Comme évoqué dans Une élite parisienne, les grandes familles de la grande bourgeoisie juive. 1870-1939 de Cyril Grange, dans un chapitre consacré au parcours de la famille Heilbronn à Paris :
« À son mariage, Ernest Heilbronn quitte le domicile de ses parents 30, avenue de Messine et s’ installe au 88, boulevard de Courcelles. Le couple déménage rapidement pour le 31, avenue Hoche qu’ ils quitteront plus tard pour l’avenue Henri Martin. Quatre enfants naissent : Marcelle Louis Marie en 1893, Pierre en 1895, Jacques Paul Henri en 1900 et Marie-Annette en 1904 ».

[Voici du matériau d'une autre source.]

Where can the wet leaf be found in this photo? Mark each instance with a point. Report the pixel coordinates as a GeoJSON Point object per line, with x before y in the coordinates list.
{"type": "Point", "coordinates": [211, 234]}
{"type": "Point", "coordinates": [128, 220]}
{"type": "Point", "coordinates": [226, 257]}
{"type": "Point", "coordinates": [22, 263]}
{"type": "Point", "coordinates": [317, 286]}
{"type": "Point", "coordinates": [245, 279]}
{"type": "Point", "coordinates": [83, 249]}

Ses deux fils auront une conduite héroïque lors de la première guerre mondiale. Voici ce qu’Ernest écrivit au préfet de l’Isère dans sa déclaration individuelle pour le Recensement des Juifs :
« Mon fils aîné Pierre, trois fois blessé, cinq fois cité 1914-1918, croix de guerre, Chevalier de la Légion d’Honneur 1918 – affecté au 2e groupe franc motorisé de cavalerie 1940 a été tué à l’ennemi, le 9 juin 1940 au Pont des Andelys et cité au Corps d’armée. Mon second fils Jacques engagé à 17 ans en 1917, dans l’ infanterie, grièvement blessé en 1918, a été décoré de la médaille militaire et de la croix de guerre ».

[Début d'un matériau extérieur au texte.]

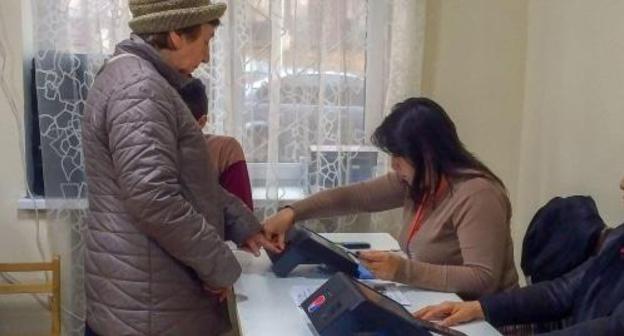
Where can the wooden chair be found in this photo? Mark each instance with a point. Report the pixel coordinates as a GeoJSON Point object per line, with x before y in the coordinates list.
{"type": "Point", "coordinates": [53, 287]}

Leur fille Marcelle s’engagea comme infirmière pour toute la durée de la guerre et fut décorée de la médaille de l’Assistance publique et de la reconnaissance française. Elle tomba amoureuse d’un de ses blessés, héros de l’aviation française, Paul Chevalier, qu’elle épousa après s’être convertie au catholicisme.
Dans l’entre-deux-guerres, Ernest céda sa banque et géra sa fortune depuis son bureau du 39 boulevard Haussmann face aux Galeries Lafayette. Il prit part à la demande de Robert de Rothschild au « Groupement de la rue du Cirque » pour venir financièrement en aide aux réfugiés juifs des pays sous tutelle nazie. Certains Juifs allemands furent aussi accueillis comme ouvriers agricoles dans la ferme familiale de Suscy-sous-Yèbles par son fils Pierre. Certains rejoignirent la Palestine, d’autres s’engagèrent en 1939 dans les bataillons de la Légion Étrangère.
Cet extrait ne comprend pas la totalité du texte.